その徳目を突き詰めていけば、つまりは「人の良さ」に行きつくのではないでしょうか。

困っている人がいると助けずにはいられない。その結果だまされることもある。それでも人を怨まず、静かに、あるいは豪放磊落に笑っている。

時代劇のヒーローって、大体こんな感じでしょ?これが一般庶民の、理想的な武士のイメージなんです。




古い文献、物語などを漁っておりますと、そういう「理想の武士像」にある種の特色があることに気が付きます。

それは、中央の武士ではなく、地方もっと言えば「蝦夷」などの姿に、その理想像があるという事なのです。

古代の武家の棟梁と言えば源氏ですが、「陸奥話記」などに描かれた源氏の悪逆非道、傍若無人ぶりはとても武士の鑑とは言えず、むしろ対戦相手の安倍氏の方がよほど正々堂々としており、爽快、痛快に描かれていると言って良い。

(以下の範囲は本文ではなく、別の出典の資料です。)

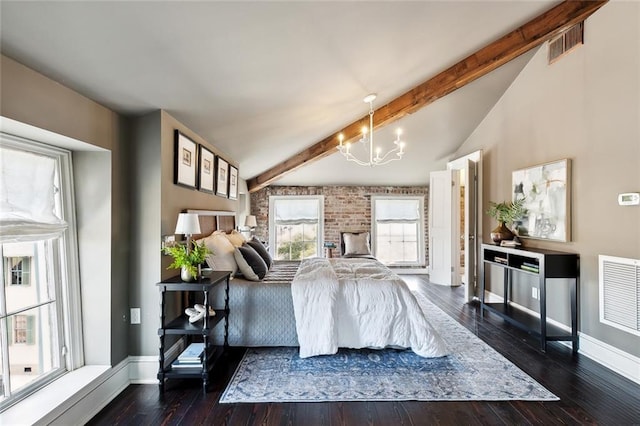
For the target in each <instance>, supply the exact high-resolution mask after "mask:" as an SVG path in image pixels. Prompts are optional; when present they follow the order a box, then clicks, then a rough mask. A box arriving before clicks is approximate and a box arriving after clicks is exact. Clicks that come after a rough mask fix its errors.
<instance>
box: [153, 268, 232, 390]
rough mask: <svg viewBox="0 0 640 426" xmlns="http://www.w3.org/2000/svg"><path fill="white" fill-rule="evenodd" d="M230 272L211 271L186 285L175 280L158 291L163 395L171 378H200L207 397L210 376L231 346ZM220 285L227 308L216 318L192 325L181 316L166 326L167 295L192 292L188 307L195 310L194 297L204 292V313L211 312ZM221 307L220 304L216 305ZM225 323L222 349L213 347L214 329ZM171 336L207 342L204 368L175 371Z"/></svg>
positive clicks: (206, 315)
mask: <svg viewBox="0 0 640 426" xmlns="http://www.w3.org/2000/svg"><path fill="white" fill-rule="evenodd" d="M230 275H231V272H230V271H212V272H211V274H209V275H206V276H203V277H200V278H199V279H198V280H197V281H194V282H190V283H186V282H183V281H182V279H181V278H180V276H179V275H178V276H176V277H172V278H170V279H168V280H165V281H162V282H159V283H158V284H157V285H158V288H159V290H160V294H161V297H160V328H159V329H158V336H159V337H160V348H159V349H160V357H159V364H160V365H159V368H158V382H159V385H160V391H161V392H162V391H164V382H165V379H172V378H189V377H194V378H201V379H202V390H203V392H205V393H206V391H207V386H208V384H209V373H210V372H211V370H212V368H213V366H214V365H215V364H216V363H217V361H218V359H219V358H220V356H221V355H222V353H223V352H224V350H225V349H226V348H227V347H228V346H229V342H228V336H229V320H228V317H229V277H230ZM218 285H224V286H225V300H224V308H219V309H215V312H216V314H215V316H213V317H210V316H209V315H207V314H205V315H204V317H203V318H202V319H201V320H199V321H196V322H195V323H193V324H192V323H190V322H189V318H188V317H187V316H186V315H184V314H182V313H181V314H180V316H178V317H177V318H175V319H173V320H172V321H169V322H167V321H166V319H165V298H166V293H167V292H168V291H181V292H182V291H184V292H189V304H190V305H191V306H193V301H194V297H193V296H194V293H200V292H202V296H203V302H202V304H203V305H204V306H205V312H206V313H208V312H209V308H210V307H211V306H212V303H216V301H212V300H211V299H210V297H209V294H210V292H211V290H213V288H214V287H216V286H218ZM217 303H218V304H220V303H221V301H217ZM218 306H219V305H218ZM220 321H224V344H223V346H222V347H220V346H214V345H213V344H212V343H211V335H212V333H213V329H214V328H215V327H216V325H217V324H218V323H219V322H220ZM168 334H173V335H180V336H186V337H187V338H188V340H190V339H189V337H191V336H199V337H200V338H201V339H202V341H203V342H204V347H205V349H204V354H203V356H202V365H201V366H198V367H196V368H188V369H175V368H172V365H171V361H173V360H165V353H164V351H165V342H164V341H165V336H166V335H168Z"/></svg>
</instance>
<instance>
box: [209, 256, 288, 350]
mask: <svg viewBox="0 0 640 426" xmlns="http://www.w3.org/2000/svg"><path fill="white" fill-rule="evenodd" d="M299 264H300V262H276V263H275V264H274V266H273V268H272V269H271V270H270V271H269V273H268V274H267V276H266V277H265V279H264V280H263V281H260V282H256V281H248V280H245V279H242V278H239V277H236V278H233V279H232V280H231V281H230V282H229V345H231V346H247V347H252V346H298V335H297V333H296V320H295V315H294V312H293V299H292V296H291V281H292V280H293V276H294V275H295V272H296V270H297V269H298V265H299ZM212 300H214V301H215V302H214V303H213V305H214V306H215V307H216V308H219V307H222V306H223V304H224V286H218V287H216V289H215V291H214V292H213V298H212ZM213 338H214V342H215V344H222V342H223V341H224V327H223V325H222V324H219V325H218V326H217V327H216V328H215V330H214V336H213Z"/></svg>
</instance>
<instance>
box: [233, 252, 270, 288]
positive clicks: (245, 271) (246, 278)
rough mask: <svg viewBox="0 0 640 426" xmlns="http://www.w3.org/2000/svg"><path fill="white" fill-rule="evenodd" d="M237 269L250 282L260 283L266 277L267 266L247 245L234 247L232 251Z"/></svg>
mask: <svg viewBox="0 0 640 426" xmlns="http://www.w3.org/2000/svg"><path fill="white" fill-rule="evenodd" d="M234 256H235V258H236V262H237V263H238V269H240V272H242V275H244V277H245V278H246V279H248V280H251V281H260V280H261V279H263V278H264V276H265V275H267V271H268V268H267V264H266V263H264V260H262V257H260V255H259V254H258V253H257V252H256V251H255V250H254V249H253V248H252V247H251V246H250V245H248V244H244V245H242V246H240V247H236V248H235V251H234Z"/></svg>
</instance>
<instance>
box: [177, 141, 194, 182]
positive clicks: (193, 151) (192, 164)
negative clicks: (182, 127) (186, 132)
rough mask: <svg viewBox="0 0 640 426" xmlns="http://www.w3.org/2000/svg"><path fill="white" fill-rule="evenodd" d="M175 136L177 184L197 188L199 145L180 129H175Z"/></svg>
mask: <svg viewBox="0 0 640 426" xmlns="http://www.w3.org/2000/svg"><path fill="white" fill-rule="evenodd" d="M175 138H176V142H175V145H176V149H175V160H174V161H175V167H174V169H175V170H174V176H175V180H174V182H175V184H176V185H182V186H186V187H188V188H195V187H196V169H197V167H196V165H197V158H198V156H197V148H198V145H197V144H196V143H195V142H194V141H192V140H191V139H189V138H188V137H187V136H185V135H184V134H182V133H181V132H180V131H179V130H176V131H175Z"/></svg>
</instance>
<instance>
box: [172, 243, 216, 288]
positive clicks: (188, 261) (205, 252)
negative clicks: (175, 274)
mask: <svg viewBox="0 0 640 426" xmlns="http://www.w3.org/2000/svg"><path fill="white" fill-rule="evenodd" d="M189 246H191V247H189ZM163 252H164V254H167V255H169V256H171V257H172V258H173V263H171V265H169V267H168V268H167V269H172V268H175V269H180V278H182V281H187V282H189V281H194V280H195V279H197V278H198V275H199V267H200V265H201V264H202V263H203V262H204V261H205V259H206V258H207V255H208V254H210V253H211V251H210V250H209V249H208V248H207V247H206V246H205V245H204V242H203V243H202V244H198V243H197V241H191V243H187V244H174V245H171V246H166V247H165V248H164V249H163Z"/></svg>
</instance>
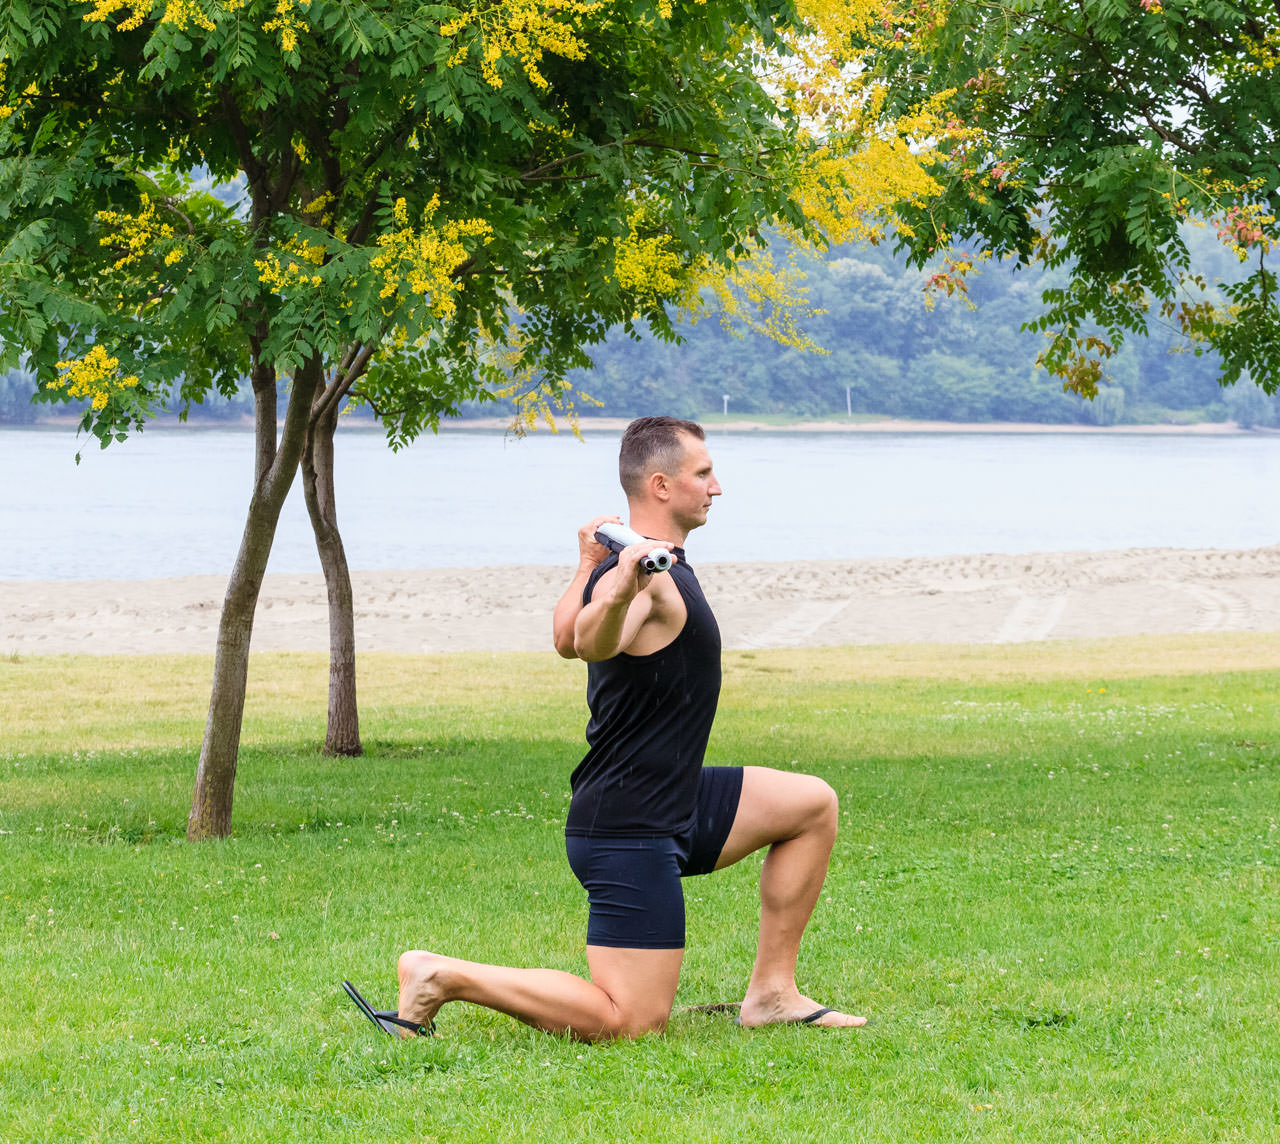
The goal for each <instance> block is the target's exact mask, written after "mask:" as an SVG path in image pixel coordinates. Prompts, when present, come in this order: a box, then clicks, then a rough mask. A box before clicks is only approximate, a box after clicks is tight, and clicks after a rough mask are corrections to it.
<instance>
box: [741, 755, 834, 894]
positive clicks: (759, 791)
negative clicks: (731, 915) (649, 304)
mask: <svg viewBox="0 0 1280 1144" xmlns="http://www.w3.org/2000/svg"><path fill="white" fill-rule="evenodd" d="M835 806H836V792H835V791H832V788H831V787H829V786H828V784H827V783H826V782H823V781H822V779H820V778H817V777H815V775H812V774H795V773H794V772H790V770H774V769H773V768H771V767H744V768H742V795H741V798H740V800H739V804H737V815H736V818H735V819H733V827H732V828H731V829H730V832H728V838H727V839H724V848H723V850H721V856H719V860H718V861H717V862H716V869H717V870H723V869H724V866H731V865H733V862H737V861H741V860H742V859H744V857H746V856H748V855H749V854H754V852H755V851H756V850H759V848H760V847H763V846H772V845H773V843H774V842H786V841H787V839H788V838H795V837H797V836H799V834H803V833H804V832H805V830H808V829H810V828H812V827H813V825H814V824H815V823H817V822H819V820H822V819H823V816H824V815H832V814H835Z"/></svg>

さらに遡って、胆沢蝦夷の族長アテルイも、一族を守るために戦い、もはやこれまでと知るや、やはり一族の命を守るため決然として政府軍に投降し、京へ護送されて処刑されます。征夷大将軍・坂上田村麻呂はアテルイの助命を求めますが、公家達によって却下されてしまう。この辺りのアテルイや田村麻呂の姿に、爽やかな武士の姿を見るのは、私だけではないはず。

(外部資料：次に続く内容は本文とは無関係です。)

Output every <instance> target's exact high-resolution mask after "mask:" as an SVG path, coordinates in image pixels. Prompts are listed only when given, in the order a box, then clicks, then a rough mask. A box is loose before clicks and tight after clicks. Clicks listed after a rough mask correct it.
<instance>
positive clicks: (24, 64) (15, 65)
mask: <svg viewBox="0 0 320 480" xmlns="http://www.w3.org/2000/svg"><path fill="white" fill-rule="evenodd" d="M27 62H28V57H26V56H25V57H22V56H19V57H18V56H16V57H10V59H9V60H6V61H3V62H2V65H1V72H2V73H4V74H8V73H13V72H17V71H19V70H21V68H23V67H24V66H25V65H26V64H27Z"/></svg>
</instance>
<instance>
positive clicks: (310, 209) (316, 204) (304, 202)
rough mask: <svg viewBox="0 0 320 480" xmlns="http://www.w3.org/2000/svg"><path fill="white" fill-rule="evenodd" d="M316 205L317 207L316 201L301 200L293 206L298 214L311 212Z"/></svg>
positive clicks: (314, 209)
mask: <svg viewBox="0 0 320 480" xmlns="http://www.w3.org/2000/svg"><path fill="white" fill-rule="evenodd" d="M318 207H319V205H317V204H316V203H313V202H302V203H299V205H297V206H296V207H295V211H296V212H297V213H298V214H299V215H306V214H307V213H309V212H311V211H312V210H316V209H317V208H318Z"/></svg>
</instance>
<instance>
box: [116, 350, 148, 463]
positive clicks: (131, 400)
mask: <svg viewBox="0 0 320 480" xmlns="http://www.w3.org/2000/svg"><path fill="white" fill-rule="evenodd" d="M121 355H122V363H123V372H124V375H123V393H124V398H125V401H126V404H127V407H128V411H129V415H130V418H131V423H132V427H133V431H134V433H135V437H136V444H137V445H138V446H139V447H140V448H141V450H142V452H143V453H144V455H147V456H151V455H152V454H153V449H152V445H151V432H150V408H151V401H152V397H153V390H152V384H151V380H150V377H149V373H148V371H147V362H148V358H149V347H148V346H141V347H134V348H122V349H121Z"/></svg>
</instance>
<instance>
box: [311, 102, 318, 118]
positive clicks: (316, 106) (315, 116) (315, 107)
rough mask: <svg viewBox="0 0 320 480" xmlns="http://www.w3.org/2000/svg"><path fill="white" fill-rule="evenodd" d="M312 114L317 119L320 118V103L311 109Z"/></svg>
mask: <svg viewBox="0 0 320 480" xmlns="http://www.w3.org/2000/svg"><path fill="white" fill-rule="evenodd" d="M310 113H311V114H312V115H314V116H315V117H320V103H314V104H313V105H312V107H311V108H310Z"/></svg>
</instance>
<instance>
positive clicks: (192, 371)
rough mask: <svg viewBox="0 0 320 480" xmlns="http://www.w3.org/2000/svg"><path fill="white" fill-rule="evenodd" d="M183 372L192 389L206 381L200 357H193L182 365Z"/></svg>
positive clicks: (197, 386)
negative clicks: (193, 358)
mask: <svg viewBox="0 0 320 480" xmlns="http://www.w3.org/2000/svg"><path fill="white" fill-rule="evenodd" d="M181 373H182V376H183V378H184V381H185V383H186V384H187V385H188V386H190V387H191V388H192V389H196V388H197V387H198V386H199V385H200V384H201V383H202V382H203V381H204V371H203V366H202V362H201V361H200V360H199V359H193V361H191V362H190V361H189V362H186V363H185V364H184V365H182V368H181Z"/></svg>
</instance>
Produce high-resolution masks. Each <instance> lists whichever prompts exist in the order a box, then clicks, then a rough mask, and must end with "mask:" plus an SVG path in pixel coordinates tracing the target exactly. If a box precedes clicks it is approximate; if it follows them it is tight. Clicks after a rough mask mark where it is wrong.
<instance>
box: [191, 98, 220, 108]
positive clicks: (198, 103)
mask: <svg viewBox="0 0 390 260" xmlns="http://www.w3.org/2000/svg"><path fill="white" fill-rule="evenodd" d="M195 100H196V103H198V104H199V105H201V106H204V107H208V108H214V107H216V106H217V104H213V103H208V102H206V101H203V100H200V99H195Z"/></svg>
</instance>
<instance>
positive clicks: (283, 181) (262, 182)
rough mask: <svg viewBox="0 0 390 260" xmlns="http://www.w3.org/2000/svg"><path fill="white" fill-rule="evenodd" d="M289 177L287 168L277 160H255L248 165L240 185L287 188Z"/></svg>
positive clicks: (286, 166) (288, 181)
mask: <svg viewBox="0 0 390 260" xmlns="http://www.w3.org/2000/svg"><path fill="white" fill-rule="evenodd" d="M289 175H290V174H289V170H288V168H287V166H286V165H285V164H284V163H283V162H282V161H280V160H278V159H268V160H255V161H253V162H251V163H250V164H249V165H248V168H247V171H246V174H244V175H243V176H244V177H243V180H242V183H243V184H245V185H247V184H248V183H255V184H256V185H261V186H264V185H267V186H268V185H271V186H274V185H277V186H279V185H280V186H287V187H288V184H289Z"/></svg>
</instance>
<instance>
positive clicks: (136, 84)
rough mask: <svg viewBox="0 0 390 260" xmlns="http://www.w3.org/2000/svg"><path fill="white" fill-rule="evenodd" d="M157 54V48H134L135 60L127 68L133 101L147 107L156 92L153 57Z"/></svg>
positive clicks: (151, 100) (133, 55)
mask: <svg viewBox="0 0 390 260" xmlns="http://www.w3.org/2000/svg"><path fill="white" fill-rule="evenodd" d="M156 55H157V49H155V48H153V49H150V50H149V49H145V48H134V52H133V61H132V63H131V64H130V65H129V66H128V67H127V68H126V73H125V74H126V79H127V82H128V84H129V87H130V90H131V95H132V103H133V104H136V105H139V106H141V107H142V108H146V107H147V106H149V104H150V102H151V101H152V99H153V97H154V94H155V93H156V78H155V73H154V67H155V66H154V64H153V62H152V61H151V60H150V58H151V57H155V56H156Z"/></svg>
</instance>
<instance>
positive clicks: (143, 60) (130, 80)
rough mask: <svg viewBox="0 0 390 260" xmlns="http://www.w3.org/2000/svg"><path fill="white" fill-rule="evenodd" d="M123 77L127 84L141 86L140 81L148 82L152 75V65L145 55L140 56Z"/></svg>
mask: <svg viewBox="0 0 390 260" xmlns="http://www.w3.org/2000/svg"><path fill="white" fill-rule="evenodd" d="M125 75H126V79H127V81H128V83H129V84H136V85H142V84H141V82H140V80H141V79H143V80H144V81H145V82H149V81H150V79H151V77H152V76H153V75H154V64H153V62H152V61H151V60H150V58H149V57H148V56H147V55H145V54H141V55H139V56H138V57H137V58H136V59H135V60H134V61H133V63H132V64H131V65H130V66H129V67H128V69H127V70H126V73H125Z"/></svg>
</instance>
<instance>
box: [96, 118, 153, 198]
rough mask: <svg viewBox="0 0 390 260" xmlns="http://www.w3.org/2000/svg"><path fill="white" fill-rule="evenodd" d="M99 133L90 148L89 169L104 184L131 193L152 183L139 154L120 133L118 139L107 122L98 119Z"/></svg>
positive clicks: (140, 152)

大人気の楠正成公にしても、中央から離れたところで武士の鑑的な姿勢を貫いている。

ずっと下って明治の始め、西郷隆盛はやはり中央から離れた故郷薩摩の地で、己の武士道を貫くために立ち上がった。

これらの人々の中に私は「縄文」を見るのです。





この話、もう少し続きそうです。

ではまた、次回。







「縄文」武士達はきっと、普段はこんな素敵な笑顔をしていたに違いない。